Invented by Hae-Jong Seo, Abhishek Bajpayee, David Nister, Minwoo Park, Neda CVIJETIC, Nvidia Corp
The Nvidia Corp invention works as followsIn various examples, the deep neural network is trained to detect sensor blindness using a context and region-based approach. The DNN can compute blindness regions or areas of compromised visibility using sensor data. It may also calculate blindness classifications, blindness attributes and/or blindness locations. The DNN can also predict the usability of each instance for one or more operations, such as those associated with semi-autonomous driving or autonomous driving. The outputs from the DNN can be combined to filter out instances or portions of instances that are compromised. This may result in inaccurate or ineffective results when performing one or more system operations.
Background for Deep neural network processing to detect sensor blindness in autonomous machine applications
Autonomous systems and advanced driver assist systems (ADAS), such as cameras, may be used to perform various tasks, including lane keeping, lane switching, lane assignment and camera calibration. In order for autonomous systems and ADAS to function independently and efficiently it is possible to generate an understanding of the environment surrounding the vehicle either in real-time, or close to real-time. It is essential that the sensors produce unobscured data in order to accurately and efficiently determine the environment around the vehicle (e.g. images, depth maps). Sensors’ ability to perceive their surrounding environment can be affected by many factors, including sensor blockage, such as from debris or precipitation. Sensor blindness can be caused by blur or glare. Snow, rain, glares, sun flares and other factors can cause sensor blindness.
These conventional methods rely primarily on computer vision techniques?such as by analyzing the absence of sharp edge features (e.g., sharp changes in gradient, color, intensity) in regions of the image. They then pieced together these features to determine that there is a sensor-blindness event. These methods are based on computer vision, such as analyzing sharp edge features in an image (e.g. sharp changes in color, gradient, or intensity), using low-level feature analyses, or binary support vector machines with blind versus non-blind output. These feature-based techniques are not scalable due to the need to analyze each feature separately, for example, to determine whether it is relevant to sensor blockage or not. They also require an analysis to determine how to combine different features to create a sensor blindness condition. Due to the computational cost of these conventional approaches, for example, they are rendered unsuitable for real-time or nearly real-time deployment.
Further conventional systems may not be able to distinguish between different types or sensor blindness such as blurred images and occluded images. In treating all types of sensor blindness the same, it may lead to less severe or harmful ones being deemed unusable, even if this is not entirely accurate. For example, a blurred picture may be suitable for certain operations, but an occluded one may not. By using computer vision techniques which are hard-coded conventional systems will be unable learn from past data or learn over time during deployment. This may limit their ability to adapt to different types of sensor blindness.

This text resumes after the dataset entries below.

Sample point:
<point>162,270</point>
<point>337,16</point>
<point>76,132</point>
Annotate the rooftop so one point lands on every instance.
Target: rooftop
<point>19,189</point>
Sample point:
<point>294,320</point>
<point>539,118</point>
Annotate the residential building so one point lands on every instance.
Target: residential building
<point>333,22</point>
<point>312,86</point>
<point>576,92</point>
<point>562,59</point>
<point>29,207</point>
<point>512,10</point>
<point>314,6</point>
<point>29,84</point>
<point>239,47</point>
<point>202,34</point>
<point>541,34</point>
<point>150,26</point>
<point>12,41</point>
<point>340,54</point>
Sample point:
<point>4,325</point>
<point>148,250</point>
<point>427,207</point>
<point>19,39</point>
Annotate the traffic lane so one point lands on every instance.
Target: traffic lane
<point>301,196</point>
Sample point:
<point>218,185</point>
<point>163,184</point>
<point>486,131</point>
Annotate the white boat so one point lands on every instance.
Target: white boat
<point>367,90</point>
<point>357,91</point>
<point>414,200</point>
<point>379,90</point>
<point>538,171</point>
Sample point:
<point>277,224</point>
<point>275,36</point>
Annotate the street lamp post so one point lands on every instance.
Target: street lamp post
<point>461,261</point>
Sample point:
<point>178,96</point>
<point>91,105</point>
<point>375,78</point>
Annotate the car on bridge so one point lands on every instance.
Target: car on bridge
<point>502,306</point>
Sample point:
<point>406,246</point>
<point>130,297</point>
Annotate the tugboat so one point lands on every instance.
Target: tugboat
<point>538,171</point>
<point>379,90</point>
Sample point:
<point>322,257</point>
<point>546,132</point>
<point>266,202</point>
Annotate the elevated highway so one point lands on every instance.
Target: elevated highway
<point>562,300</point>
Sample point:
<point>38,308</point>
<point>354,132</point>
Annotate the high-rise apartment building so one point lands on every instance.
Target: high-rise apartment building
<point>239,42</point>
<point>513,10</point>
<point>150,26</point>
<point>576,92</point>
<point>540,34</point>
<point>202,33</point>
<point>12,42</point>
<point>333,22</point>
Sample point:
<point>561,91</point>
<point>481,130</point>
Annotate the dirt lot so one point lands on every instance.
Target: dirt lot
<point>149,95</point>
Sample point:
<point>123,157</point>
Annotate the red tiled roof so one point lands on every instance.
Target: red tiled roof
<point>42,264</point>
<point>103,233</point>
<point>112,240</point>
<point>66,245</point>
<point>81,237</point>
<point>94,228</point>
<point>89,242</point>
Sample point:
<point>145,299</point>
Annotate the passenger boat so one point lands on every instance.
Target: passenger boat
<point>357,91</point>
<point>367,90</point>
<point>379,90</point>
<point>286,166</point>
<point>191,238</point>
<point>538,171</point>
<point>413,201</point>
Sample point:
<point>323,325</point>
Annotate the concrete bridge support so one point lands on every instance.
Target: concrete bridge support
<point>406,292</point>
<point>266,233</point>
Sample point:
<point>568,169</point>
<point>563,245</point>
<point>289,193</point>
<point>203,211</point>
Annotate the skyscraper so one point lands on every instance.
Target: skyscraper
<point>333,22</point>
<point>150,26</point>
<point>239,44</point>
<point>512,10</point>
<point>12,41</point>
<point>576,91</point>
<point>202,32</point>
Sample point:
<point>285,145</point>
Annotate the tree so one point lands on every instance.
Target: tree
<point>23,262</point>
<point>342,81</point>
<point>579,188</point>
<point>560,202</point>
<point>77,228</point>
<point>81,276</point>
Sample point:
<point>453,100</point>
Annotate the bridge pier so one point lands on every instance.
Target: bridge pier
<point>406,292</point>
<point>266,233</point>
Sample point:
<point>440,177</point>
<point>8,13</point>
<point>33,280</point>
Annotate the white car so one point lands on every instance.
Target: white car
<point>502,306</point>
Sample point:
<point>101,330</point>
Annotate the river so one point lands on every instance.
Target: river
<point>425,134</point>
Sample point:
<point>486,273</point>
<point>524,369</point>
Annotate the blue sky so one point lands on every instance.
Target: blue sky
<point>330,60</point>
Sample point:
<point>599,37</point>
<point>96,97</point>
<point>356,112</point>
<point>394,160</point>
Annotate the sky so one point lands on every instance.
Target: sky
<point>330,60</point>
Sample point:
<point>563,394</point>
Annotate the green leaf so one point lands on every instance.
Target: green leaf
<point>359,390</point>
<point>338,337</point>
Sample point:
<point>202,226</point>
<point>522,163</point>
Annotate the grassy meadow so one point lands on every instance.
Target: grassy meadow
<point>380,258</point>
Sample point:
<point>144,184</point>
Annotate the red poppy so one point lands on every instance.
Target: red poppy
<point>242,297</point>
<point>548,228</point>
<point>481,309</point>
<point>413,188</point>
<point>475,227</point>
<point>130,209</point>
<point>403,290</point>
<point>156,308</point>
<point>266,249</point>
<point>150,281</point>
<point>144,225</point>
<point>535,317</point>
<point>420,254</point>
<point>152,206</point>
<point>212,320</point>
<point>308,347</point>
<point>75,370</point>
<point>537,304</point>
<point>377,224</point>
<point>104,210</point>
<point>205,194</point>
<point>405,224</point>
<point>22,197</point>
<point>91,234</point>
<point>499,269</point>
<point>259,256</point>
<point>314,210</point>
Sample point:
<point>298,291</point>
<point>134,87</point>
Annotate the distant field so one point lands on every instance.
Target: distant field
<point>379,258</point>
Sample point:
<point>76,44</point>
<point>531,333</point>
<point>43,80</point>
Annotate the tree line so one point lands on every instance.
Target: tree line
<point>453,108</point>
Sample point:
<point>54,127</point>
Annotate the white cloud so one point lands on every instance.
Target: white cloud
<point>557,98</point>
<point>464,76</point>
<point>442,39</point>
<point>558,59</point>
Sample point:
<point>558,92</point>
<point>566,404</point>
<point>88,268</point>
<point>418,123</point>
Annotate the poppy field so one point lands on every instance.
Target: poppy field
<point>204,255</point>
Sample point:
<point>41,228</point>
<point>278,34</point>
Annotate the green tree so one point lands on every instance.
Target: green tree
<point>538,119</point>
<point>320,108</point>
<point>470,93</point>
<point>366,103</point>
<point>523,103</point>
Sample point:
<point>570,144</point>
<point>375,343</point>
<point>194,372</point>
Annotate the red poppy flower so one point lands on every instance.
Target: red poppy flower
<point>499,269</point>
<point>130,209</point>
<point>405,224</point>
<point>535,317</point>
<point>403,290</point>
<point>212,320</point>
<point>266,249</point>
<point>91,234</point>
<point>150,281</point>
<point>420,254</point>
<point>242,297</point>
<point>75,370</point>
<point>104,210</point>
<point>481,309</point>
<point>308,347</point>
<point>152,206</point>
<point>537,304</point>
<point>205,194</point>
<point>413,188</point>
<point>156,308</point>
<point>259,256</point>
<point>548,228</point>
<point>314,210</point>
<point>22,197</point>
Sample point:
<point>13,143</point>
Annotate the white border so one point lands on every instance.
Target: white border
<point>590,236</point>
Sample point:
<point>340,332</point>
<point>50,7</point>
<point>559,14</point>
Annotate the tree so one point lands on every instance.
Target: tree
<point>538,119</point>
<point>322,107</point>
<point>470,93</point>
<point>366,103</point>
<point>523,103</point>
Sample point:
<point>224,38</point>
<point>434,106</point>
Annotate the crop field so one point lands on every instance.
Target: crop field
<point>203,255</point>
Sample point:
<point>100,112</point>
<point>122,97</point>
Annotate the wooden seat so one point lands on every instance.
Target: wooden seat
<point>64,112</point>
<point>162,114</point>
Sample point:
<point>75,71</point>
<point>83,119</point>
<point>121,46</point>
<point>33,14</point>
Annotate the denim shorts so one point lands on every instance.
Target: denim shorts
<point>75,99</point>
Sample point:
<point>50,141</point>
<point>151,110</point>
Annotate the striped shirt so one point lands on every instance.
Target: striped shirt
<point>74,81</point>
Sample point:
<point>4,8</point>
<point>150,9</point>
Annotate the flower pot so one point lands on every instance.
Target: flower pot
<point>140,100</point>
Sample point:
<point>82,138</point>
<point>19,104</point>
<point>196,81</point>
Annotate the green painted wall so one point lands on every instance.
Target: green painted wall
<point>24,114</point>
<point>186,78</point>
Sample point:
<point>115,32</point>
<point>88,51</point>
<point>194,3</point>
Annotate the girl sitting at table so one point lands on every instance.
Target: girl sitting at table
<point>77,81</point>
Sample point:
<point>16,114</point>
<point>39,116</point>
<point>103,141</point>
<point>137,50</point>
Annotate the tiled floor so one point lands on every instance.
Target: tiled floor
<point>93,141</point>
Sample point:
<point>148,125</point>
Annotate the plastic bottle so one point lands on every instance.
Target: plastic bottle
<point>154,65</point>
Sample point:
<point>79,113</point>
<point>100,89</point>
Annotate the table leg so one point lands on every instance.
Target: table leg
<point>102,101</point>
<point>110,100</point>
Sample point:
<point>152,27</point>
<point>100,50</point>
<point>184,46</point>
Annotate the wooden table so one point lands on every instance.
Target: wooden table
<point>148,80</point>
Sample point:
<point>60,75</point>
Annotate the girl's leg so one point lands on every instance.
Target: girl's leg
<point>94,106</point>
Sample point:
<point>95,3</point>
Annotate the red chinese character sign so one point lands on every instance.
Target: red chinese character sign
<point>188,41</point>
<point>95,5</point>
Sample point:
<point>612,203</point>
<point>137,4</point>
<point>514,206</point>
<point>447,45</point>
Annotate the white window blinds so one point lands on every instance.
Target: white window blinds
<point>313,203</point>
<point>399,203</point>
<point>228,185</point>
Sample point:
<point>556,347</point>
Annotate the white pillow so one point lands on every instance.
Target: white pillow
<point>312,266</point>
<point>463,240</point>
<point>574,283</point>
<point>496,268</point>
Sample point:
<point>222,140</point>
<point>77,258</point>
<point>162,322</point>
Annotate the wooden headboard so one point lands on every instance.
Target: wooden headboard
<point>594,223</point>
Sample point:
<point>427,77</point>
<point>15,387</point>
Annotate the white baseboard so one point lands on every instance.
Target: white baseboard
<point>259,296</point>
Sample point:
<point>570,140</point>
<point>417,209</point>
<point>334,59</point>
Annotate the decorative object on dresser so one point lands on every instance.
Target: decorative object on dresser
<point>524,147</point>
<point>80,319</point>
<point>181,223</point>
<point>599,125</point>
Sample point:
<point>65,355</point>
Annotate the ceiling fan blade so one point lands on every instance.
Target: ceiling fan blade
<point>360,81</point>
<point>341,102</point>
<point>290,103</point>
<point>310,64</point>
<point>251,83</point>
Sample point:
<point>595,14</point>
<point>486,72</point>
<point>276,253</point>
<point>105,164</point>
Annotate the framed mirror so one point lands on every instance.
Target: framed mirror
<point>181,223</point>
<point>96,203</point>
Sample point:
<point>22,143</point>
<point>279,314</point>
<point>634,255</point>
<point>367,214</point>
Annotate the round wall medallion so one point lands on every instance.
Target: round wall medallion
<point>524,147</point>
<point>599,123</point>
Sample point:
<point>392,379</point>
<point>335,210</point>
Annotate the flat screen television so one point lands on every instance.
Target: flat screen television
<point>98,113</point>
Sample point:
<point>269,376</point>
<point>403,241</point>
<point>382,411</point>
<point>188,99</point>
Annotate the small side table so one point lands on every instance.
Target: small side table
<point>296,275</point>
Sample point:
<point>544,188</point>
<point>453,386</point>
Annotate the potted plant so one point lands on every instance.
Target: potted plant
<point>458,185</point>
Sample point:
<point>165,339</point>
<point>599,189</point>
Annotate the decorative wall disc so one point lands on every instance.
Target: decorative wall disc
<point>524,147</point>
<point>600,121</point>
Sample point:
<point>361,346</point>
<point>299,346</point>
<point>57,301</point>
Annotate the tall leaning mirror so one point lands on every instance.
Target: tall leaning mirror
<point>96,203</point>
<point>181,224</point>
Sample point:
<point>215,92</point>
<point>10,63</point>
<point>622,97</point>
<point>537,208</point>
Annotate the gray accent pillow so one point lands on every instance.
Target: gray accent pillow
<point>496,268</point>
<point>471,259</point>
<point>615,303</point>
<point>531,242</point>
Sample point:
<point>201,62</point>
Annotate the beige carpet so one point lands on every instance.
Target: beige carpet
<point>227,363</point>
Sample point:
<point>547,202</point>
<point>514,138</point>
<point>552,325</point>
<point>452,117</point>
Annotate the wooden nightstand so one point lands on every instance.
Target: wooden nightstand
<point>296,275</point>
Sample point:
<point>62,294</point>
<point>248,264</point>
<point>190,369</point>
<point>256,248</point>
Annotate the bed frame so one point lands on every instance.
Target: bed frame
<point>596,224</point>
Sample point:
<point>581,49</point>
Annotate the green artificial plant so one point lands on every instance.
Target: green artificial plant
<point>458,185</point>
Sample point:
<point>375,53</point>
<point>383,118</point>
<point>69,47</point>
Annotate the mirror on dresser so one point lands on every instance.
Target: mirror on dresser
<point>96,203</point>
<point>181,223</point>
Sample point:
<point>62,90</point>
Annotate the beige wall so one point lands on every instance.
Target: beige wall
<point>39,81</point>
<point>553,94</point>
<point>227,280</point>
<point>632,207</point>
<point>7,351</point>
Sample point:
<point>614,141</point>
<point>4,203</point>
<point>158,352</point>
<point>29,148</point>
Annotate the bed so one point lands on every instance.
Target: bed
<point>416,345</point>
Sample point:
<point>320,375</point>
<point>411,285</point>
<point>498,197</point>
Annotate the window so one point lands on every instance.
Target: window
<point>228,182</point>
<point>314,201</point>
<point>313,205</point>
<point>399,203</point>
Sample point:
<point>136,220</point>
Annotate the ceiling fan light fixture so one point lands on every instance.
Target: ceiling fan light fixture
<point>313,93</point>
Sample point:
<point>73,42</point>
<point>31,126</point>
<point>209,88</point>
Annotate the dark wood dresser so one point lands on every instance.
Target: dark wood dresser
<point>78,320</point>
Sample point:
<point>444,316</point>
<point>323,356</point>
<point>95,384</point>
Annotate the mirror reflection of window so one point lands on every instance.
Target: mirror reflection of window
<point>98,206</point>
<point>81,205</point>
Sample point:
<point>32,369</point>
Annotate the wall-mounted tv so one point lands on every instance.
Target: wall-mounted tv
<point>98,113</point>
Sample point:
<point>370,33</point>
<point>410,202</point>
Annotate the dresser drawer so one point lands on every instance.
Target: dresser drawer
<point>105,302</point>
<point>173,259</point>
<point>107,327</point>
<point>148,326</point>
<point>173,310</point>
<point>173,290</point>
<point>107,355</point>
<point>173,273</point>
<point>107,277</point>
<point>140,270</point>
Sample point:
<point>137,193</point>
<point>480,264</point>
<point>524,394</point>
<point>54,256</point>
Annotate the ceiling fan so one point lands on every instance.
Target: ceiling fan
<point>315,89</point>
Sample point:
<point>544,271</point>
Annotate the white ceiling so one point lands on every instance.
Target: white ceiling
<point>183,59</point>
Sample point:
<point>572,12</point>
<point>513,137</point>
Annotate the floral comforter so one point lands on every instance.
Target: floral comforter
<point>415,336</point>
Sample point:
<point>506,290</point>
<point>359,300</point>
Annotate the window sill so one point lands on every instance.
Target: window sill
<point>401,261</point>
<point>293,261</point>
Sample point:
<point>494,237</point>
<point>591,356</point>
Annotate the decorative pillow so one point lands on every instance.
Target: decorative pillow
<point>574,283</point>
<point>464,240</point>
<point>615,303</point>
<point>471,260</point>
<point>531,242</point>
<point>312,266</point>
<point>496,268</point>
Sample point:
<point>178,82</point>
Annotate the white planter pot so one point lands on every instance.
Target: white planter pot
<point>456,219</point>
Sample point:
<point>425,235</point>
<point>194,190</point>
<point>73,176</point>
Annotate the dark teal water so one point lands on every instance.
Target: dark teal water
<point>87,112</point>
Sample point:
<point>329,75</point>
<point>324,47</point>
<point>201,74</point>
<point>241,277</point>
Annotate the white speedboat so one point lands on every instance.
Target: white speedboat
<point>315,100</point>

The present disclosure includes embodiments of deep neural networks for sensor blindness detection. The present disclosure discloses systems and methods that employ region-based detection techniques for detecting and classifying blindness regions in images or other sensor data representations of an environment. These are used by autonomous vehicles, semiautonomous cars, water vessels and robots to make autonomous and semiautonomous control decision.
In contrast with conventional systems such as those described above the system of this disclosure may implement deep learning (e.g. using a DNN, such as a CNN) that detects, predicts, and reports contextual information indicative to sensor blindness in order to inform decisions regarding the usability and usability degree of collected sensor data. The system of the current disclosure, in contrast to conventional systems can identify sensor blindness by using a machine-learned approach that leverages the importance of blindness within certain regions. Blindness regions can refer to any implicit or explicit regions that are represented by sensor data. This includes, but is not limited to, a driving-surface region, an ego vehicle region, a skies region, etc.
The approaches described herein may allow the identification and classification (e.g. regions with impaired visibility or other impairments) of sensor blindness areas in situations where conventional approaches would fail. For example, where the sky, or the ego vehicle, is the source of blindness and the blindness does not actually affect the usability or sensor data. The output of a DNN can also include sensor data regions that the system has identified as being unusable. This requires little or no post-processing to determine if the blindness in the region is fatal for driving. In comparison to conventional systems, significant computing power can be saved, and processing requirements reduced. This allows for a faster run-time and reduces the overall burden of the system.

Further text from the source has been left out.